You didn't really ask a question, but let me try to answer the one you probably meant to ask anyway.
The trouble with insisting that the Bible be always in "the original language" is that there isn't a single original language for the Bible. The Old Testament was written in Hebrew - and old Hebrew at that, noticeably different from modern Hebrew. The New Testament was written in Greek, but also different from modern Greek. So there are at least two 'original' languages of the Bible.
But worse than that - the New Testament quotes the Old Testament many times, and does so in Greek. The quotes are no less part of scripture, so for them there are two different languages which are 'God's Word'. The fact that God approved of quoting the Old Testament Scriptures in Greek (not their original language) means that he must be OK with translations.
To make things even more complicated, Jesus almost certainly actually talked in Aramaic. So even the scriptures we have are translations of what God actually did really say. (We have no records of the original Aramaic, so it would be impossible to learn to read them) Once again this would tend to indicate that God is OK with translations. Paul, Peter and other Apostles probably wrote and spoke directly in Greek.

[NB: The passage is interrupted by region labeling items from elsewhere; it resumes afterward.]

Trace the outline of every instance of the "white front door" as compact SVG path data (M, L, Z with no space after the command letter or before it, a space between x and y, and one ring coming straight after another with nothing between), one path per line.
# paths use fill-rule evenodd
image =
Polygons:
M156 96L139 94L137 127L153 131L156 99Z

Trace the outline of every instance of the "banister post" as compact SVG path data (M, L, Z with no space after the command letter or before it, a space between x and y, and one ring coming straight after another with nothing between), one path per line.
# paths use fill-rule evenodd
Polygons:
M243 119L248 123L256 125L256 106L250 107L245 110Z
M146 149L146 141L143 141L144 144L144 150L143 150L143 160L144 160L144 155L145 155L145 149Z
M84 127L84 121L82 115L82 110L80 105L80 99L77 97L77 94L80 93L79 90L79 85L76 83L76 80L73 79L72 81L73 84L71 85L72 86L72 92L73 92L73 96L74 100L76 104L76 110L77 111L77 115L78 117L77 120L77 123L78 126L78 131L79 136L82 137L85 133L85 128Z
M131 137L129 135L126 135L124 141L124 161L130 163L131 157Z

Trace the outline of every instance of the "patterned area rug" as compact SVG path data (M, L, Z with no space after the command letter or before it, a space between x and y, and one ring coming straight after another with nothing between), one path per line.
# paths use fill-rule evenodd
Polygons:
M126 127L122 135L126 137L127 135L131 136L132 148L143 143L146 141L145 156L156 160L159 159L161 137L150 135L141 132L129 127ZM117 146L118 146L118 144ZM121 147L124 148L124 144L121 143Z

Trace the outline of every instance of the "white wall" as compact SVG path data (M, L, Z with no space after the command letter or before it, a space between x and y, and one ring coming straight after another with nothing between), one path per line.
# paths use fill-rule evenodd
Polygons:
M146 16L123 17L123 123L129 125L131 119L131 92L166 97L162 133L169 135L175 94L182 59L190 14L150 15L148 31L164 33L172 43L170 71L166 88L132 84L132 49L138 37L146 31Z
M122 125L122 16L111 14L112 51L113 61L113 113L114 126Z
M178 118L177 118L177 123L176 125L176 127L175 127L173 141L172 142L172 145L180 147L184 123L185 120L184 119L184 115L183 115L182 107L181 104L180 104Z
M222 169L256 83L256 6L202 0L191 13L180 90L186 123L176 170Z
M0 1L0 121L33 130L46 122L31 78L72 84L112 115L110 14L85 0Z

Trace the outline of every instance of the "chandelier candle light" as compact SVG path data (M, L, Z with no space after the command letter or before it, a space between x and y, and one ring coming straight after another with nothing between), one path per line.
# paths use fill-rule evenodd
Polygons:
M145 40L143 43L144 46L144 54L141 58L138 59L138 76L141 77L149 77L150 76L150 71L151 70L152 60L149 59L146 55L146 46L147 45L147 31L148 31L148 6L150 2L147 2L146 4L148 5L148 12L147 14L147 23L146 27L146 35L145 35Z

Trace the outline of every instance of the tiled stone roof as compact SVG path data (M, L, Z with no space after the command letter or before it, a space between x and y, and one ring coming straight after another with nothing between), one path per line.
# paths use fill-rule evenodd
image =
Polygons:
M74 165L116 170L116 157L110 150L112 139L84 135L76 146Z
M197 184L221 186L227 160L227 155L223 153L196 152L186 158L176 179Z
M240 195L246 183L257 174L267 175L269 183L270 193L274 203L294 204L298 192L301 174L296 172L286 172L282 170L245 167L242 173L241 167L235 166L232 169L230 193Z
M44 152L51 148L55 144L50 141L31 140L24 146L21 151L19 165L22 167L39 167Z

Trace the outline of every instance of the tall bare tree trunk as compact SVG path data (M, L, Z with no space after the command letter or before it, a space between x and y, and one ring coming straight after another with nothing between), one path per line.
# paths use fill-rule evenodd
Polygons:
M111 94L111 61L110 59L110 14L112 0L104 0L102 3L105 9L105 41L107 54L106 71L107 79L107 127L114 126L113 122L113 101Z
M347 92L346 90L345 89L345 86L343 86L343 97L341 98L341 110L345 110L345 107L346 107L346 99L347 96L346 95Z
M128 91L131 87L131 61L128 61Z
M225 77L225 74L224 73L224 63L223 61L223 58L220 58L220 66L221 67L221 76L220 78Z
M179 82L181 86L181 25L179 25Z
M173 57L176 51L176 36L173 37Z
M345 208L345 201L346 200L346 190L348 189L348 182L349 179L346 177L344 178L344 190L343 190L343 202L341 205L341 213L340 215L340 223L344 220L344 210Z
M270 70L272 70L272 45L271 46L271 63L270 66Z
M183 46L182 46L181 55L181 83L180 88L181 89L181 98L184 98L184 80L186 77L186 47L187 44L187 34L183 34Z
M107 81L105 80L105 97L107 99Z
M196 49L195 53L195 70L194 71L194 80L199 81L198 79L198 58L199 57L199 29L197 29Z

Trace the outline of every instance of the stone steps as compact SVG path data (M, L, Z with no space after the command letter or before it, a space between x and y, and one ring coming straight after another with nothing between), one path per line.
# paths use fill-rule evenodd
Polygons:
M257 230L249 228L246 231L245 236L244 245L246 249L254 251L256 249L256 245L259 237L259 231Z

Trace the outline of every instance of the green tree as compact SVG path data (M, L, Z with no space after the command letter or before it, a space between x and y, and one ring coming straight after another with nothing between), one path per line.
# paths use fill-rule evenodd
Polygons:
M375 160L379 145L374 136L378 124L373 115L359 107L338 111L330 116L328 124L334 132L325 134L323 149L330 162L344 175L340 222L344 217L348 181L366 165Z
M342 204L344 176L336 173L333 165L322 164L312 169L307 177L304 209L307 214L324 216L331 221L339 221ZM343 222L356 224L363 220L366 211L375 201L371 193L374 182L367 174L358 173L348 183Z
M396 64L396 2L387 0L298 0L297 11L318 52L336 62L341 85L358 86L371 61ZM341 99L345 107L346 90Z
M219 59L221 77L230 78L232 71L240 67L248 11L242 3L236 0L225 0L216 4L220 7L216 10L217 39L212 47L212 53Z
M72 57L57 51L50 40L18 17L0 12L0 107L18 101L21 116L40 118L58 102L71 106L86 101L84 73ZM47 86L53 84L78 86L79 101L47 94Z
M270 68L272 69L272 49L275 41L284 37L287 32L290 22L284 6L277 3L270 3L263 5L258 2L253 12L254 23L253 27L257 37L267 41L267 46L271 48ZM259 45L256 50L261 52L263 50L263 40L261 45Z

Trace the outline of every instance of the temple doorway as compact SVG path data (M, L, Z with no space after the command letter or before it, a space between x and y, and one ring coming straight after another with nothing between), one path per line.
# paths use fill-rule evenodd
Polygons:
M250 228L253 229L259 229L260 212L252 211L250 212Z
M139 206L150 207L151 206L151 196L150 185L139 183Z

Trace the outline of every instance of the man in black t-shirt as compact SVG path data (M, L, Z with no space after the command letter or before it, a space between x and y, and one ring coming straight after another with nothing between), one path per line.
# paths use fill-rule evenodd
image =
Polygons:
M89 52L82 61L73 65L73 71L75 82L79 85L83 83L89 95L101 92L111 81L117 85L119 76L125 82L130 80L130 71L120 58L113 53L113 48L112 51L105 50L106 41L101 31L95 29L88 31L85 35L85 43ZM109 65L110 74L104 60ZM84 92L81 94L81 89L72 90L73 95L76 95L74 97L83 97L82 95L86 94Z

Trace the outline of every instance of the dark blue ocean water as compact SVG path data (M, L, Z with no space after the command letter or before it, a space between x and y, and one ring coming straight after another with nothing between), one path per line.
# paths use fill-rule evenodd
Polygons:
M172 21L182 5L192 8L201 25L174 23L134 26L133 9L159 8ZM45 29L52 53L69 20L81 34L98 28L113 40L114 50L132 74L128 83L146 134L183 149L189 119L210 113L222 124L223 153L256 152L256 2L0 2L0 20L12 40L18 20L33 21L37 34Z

There is also a big theological reason for not forbidding translations. In the Christian view, the scriptures are 'inspired by God'. This means God caused the Bible authors to write the message that he wanted using their own intellects and experience - he did not dictate to them his own exact words. That is not the same as (for example) the Islamic view of the Quran. In other words, the message of the Bible is in the meaning, not in the exact wording. God is all-powerful, and is certainly capable of making sure that any translations contain everything he needs to say.
So that's why your view about scripture is not the one that Christians believe. I hope that's helpful.